We have a use case where we are saving telemetry and statistic data from the machines but the update policy, which is supposed to process the raw data, is giving us trouble and running out of memory.
Aggregation over string column exceeded the memory budget of 8GB during evaluation
We have two tables, the 'ingest-table' where the data is initially being ingested to and the 'main-table' where it should end up.
We are in a process of migrating from another solution to ADX and have to ingest a high volume of data.
The raw data is in a matrix format, which means that one message from a machine will end up as multiple rows/records in the ADX database.
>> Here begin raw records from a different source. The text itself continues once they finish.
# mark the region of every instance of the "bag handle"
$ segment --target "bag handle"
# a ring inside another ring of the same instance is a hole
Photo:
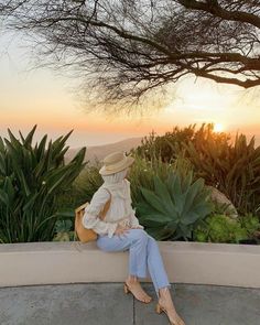
[[[104,209],[101,210],[100,215],[99,215],[99,218],[101,220],[104,220],[104,218],[106,217],[106,214],[110,207],[110,204],[111,204],[111,193],[108,191],[108,188],[104,187],[108,193],[109,193],[109,199],[106,202],[105,206],[104,206]]]

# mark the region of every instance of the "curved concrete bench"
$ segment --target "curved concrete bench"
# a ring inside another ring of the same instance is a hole
[[[260,288],[260,246],[158,243],[172,283]],[[0,286],[122,282],[128,274],[128,254],[102,252],[96,242],[2,243]]]

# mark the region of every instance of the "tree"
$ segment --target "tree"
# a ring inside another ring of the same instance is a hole
[[[259,0],[9,0],[0,12],[106,100],[139,99],[187,74],[260,85]]]

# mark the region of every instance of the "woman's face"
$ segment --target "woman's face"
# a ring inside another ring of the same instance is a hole
[[[127,178],[127,177],[129,176],[129,174],[130,174],[130,170],[131,170],[131,167],[128,167],[128,169],[127,169],[127,174],[126,174],[124,178]]]

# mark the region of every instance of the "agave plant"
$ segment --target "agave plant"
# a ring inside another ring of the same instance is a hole
[[[57,220],[56,201],[85,166],[83,148],[67,164],[69,133],[33,147],[36,126],[21,140],[8,130],[0,138],[0,242],[52,240]]]
[[[192,231],[213,210],[204,180],[193,181],[193,172],[182,178],[171,171],[163,182],[153,178],[153,191],[142,187],[143,201],[137,205],[140,223],[158,240],[192,238]]]

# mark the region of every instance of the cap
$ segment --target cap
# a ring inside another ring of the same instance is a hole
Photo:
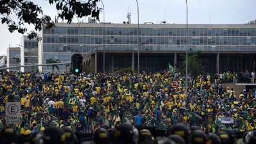
[[[176,143],[173,141],[172,140],[169,139],[169,138],[165,138],[164,140],[162,140],[161,143],[161,144],[176,144]]]
[[[177,135],[171,135],[168,136],[168,137],[173,141],[174,141],[175,143],[178,144],[185,144],[185,140],[184,139]]]
[[[245,144],[256,143],[256,131],[254,130],[248,132],[244,142]]]
[[[63,127],[62,130],[64,131],[65,136],[65,143],[76,143],[77,142],[76,136],[75,135],[71,129]]]
[[[201,130],[195,130],[191,135],[191,144],[205,144],[207,141],[206,134]]]
[[[123,143],[130,143],[138,140],[139,132],[129,123],[122,123],[117,127],[115,132],[117,140]]]
[[[109,143],[108,131],[103,128],[98,129],[94,134],[94,140],[96,144]]]
[[[10,126],[4,127],[1,131],[0,143],[15,143],[18,140],[16,130]]]
[[[45,143],[64,143],[65,136],[64,131],[60,128],[50,127],[45,129],[43,132]]]
[[[230,143],[231,142],[229,135],[224,131],[220,132],[217,133],[217,135],[220,138],[222,144]]]
[[[231,137],[231,143],[236,143],[236,135],[235,135],[235,132],[231,130],[231,129],[224,129],[223,130],[224,132],[225,132],[226,133],[228,133],[228,135],[229,135],[229,137]]]
[[[177,123],[171,126],[167,130],[168,135],[177,135],[181,136],[186,143],[188,143],[190,133],[188,129],[183,123]]]
[[[213,133],[209,133],[208,135],[208,142],[212,144],[221,144],[220,137]]]
[[[42,143],[43,134],[41,131],[37,131],[30,135],[30,144]]]
[[[197,126],[192,126],[191,127],[190,127],[190,134],[191,133],[193,133],[194,130],[201,130],[201,127]]]
[[[151,132],[147,129],[142,129],[139,131],[139,142],[143,142],[145,140],[152,140]]]

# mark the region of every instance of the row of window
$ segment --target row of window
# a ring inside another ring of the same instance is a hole
[[[190,46],[194,50],[202,51],[255,51],[255,46]],[[106,45],[105,50],[136,50],[136,46],[123,46],[123,45]],[[68,45],[55,45],[55,44],[44,44],[43,52],[47,53],[89,53],[94,52],[95,49],[103,50],[102,46],[100,47],[97,46],[78,46],[73,44]],[[140,50],[178,50],[185,51],[185,46],[141,46]],[[48,54],[47,54],[48,55]]]
[[[105,37],[105,44],[137,44],[136,37]],[[139,43],[142,44],[185,44],[185,37],[141,37]],[[103,39],[91,36],[44,36],[44,43],[59,44],[103,44]],[[188,38],[189,44],[232,44],[254,45],[256,37],[200,37]]]
[[[38,49],[38,41],[25,41],[25,49]]]
[[[136,36],[136,28],[55,27],[43,29],[44,34]],[[186,36],[186,28],[139,28],[140,36]],[[255,28],[189,28],[193,36],[254,36]]]

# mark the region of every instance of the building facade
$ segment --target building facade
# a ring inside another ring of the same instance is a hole
[[[21,48],[8,47],[7,49],[7,66],[20,66],[21,65]],[[8,72],[19,72],[20,68],[16,68],[10,69],[7,69]]]
[[[36,39],[30,40],[27,36],[21,38],[21,65],[36,65],[39,63],[39,44]],[[21,67],[21,72],[31,72],[39,70],[37,66]]]
[[[43,28],[39,44],[39,64],[49,58],[71,61],[74,53],[85,56],[84,66],[95,71],[137,67],[137,25],[135,24],[55,23]],[[105,33],[104,33],[105,31]],[[175,67],[186,50],[185,24],[139,24],[140,71],[164,71],[170,63]],[[256,24],[190,24],[188,48],[200,50],[205,71],[216,72],[252,70],[256,53]],[[105,38],[104,38],[105,37]],[[104,40],[105,39],[105,40]],[[85,58],[86,57],[86,58]],[[41,71],[50,71],[43,66]],[[60,71],[66,69],[65,66]]]

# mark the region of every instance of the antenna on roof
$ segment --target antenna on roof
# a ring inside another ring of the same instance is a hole
[[[128,12],[127,12],[127,24],[130,24],[131,23],[131,20],[130,20],[130,17],[131,17],[132,13],[131,12],[129,12],[129,8],[128,8]]]
[[[210,13],[210,24],[211,24],[211,21],[210,21],[210,12],[209,12]]]
[[[165,6],[165,21],[165,21],[165,17],[166,17],[166,6]]]
[[[165,19],[164,19],[164,21],[161,21],[161,22],[160,23],[160,24],[165,24],[167,23],[167,22],[166,22],[166,21],[165,21],[165,18],[166,18],[166,7],[165,7]]]

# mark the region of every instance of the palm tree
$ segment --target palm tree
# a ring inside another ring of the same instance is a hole
[[[55,59],[54,58],[50,58],[46,60],[46,63],[60,63],[60,60],[59,59]],[[47,67],[49,66],[47,66]],[[59,71],[59,66],[58,65],[52,65],[53,72],[54,71],[55,67],[56,68],[57,71]]]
We use mv-expand for the breakdown and the query is pretty much doing that, among with some data formatting.
So, our update policy looks like the following:
['ingest-table']
| mv-expand Counter = Data.Counters
| mv-expand with_itemindex = r Row = Rows
| mv-expand Column = Rows[r].Data
| project ...
I don't see any way how could I improve the processing query itself and I'm looking for a way to somehow limit the number of the record which the update policy function would receive.
I've tried playing around with the ingestion batching (MaximumNumberOfItems = 1000) and also sharding policy (MaxRowCount = 1000) for the 'ingest-table' but it does not have any effect on the number of records the update policy is pulling it at once.
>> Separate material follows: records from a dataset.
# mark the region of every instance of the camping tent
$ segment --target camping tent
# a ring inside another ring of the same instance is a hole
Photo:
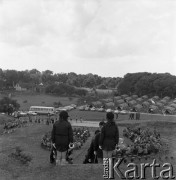
[[[141,104],[137,104],[136,106],[134,106],[134,108],[137,110],[137,111],[140,111],[143,107]]]
[[[114,100],[119,100],[119,99],[121,99],[120,96],[115,96],[115,97],[114,97]]]
[[[136,102],[135,100],[129,101],[128,103],[129,103],[130,105],[135,105],[135,104],[137,104],[137,102]]]
[[[108,103],[106,103],[105,104],[106,105],[106,107],[108,107],[108,108],[113,108],[114,107],[114,103],[113,102],[108,102]]]
[[[164,104],[161,103],[161,102],[157,102],[156,105],[157,105],[158,107],[163,107],[163,106],[164,106]]]
[[[159,99],[159,96],[153,96],[152,99],[158,100],[158,99]]]
[[[153,110],[156,110],[156,109],[158,109],[158,106],[151,105],[149,108],[151,108],[151,109],[153,109]]]
[[[176,108],[176,104],[172,103],[170,107]]]
[[[175,111],[175,108],[170,107],[170,106],[165,106],[164,109],[170,112],[171,114],[173,114],[173,112]]]
[[[162,99],[160,102],[163,103],[163,104],[166,104],[167,100],[166,99]]]
[[[132,98],[131,97],[126,97],[125,100],[130,101],[130,100],[132,100]]]
[[[169,96],[165,96],[163,99],[170,100]]]
[[[102,103],[100,101],[94,101],[94,102],[92,102],[92,104],[96,107],[100,107],[102,105]]]
[[[144,107],[149,107],[149,106],[150,106],[150,103],[147,102],[147,101],[144,101],[144,102],[142,103],[142,105],[143,105]]]
[[[128,97],[128,95],[127,94],[123,94],[123,95],[121,95],[121,97],[122,98],[126,98],[126,97]]]
[[[109,99],[102,99],[102,101],[108,103],[108,102],[113,102],[113,99],[109,98]]]
[[[119,100],[116,101],[116,103],[117,104],[122,104],[122,103],[124,103],[124,100],[123,99],[119,99]]]
[[[122,109],[127,109],[128,108],[128,104],[127,103],[123,103],[119,105]]]

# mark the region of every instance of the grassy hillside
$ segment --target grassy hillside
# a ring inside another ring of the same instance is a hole
[[[143,126],[153,127],[153,125],[158,127],[158,130],[161,132],[161,136],[167,139],[170,145],[171,152],[167,154],[167,157],[170,156],[176,157],[176,126],[163,124],[162,123],[144,123]],[[74,152],[74,165],[55,167],[49,163],[49,151],[44,150],[40,147],[41,137],[45,132],[48,132],[52,129],[52,126],[47,126],[44,124],[33,124],[28,127],[18,128],[13,134],[6,134],[0,136],[0,179],[4,180],[100,180],[103,179],[103,166],[102,165],[83,165],[82,161],[86,154],[87,148],[89,147],[91,138],[87,143],[82,147],[81,150]],[[122,137],[123,127],[119,127],[120,137]],[[93,129],[92,129],[93,130]],[[9,155],[14,151],[16,146],[22,147],[25,152],[32,154],[32,161],[29,166],[22,165],[18,160],[11,158]],[[165,161],[169,161],[172,164],[175,164],[175,160],[165,159],[166,155],[161,157],[159,161],[163,164]],[[153,157],[154,158],[154,157]],[[130,162],[130,159],[127,159]],[[141,162],[151,162],[152,158],[145,160],[142,159]],[[135,163],[140,163],[135,161]],[[123,171],[126,168],[126,164],[122,164],[121,170]],[[150,180],[150,171],[147,169],[146,179]],[[118,178],[116,178],[118,179]]]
My idea is to let only 1000 items at once to be processed by the update policy function because I've manually tested and it works fine to up to 5k record but fails closly above that.
Any suggestion what we could do in this case and how I can achieve that?
EDIT:
An example raw message which has to be processed by the update policy.
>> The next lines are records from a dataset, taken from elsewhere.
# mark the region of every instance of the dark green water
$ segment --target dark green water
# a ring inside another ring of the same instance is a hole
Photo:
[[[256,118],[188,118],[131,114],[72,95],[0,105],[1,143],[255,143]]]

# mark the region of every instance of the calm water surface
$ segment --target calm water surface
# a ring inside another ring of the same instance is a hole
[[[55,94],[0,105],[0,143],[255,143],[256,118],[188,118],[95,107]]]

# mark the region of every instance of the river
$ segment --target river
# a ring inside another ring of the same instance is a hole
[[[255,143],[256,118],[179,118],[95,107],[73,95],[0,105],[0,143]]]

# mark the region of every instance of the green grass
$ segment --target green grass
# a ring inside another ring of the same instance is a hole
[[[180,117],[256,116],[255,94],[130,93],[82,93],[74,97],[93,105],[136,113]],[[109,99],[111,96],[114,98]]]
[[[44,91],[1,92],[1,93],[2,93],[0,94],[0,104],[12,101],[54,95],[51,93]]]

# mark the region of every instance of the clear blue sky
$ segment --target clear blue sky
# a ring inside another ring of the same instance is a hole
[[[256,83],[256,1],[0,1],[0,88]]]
The number of rows the policy has to generate is the number of COUNTERS * ROWS * COLUMNS. In this case it would mean that we end up with ~1200 rows after this single message is processed.
I do not see any other way that doing a mv-expand here.
{
"Name": "StatisicName",
"TimeInterval": {
"StartUtc": 1654221156.285,
"EndUtc": 1654221216.286
},
"Legend": {
"RowLabels": [
"0",
"0.04",
"0.08",
"0.12",
"0.16",
"0.2",
"0.24",
"0.28",
"0.32",
"0.36",
"0.4",
"0.44",
"0.48",
"0.52",
"0.56",
"0.6",
"0.64",
"0.68",
"0.72",
"0.76",
"0.8",
"0.84",
"0.88",
"0.92",
"0.96",
"1",
"1.04",
"1.08",
"1.12",
"1.16",
"1.2",
"1.24",
"1.28",
"1.32",
"1.36",
"1.4",
"1.44",
"1.48",
"1.52",
"1.56",
"1.6",
"1.64",
"1.68",
"1.72",
"1.76",
"1.8",
"1.84",
"1.88",
"1.92",
"1.96"
],
"ColumnLabels": [
"Material1",
"Material2",
"Material3",
"Material4",
"Material5",
"Material6",
"Material7",
"Material8",
"Material9",
"Material10",
"Material11",
"Material12"
]
},
"Counters": [
{
"Type": "Cumulative",
"Matrix": {
"Rows": [
{
"Data": [
6.69771873292923,
0,
0,
0,
0.01994649920463562,
0.017650499296188355,
0.007246749711036683,
0.003443999862670899,
0.1422802443265915,
0,
0,
0.0008609999656677247
]
}
//,{...} ... for each row of the matrix
]
}
},
{
"Type": "Count",
"Matrix": {
"Rows": [
{
"Data": [
0.0001434999942779541,
0,
0,
0,
0.0001434999942779541,
0.0001434999942779541,
0.0001317590856552124,
0.0001434999942779541,
0.00014285165093031273,
0,
0,
0.0001434999942779541
]
}
//,{...} ... for each row of the matrix
]
}
}
]
}
The main issue I see in your code is this:
| mv-expand with_itemindex = r Row = Rows
| mv-expand Column = Rows[r].Data
You explode Rows and get the exploded values in a new column called Row, but then instead of working with Row.Data, you keep using the original unexploded Rows, traversing through the elements using r.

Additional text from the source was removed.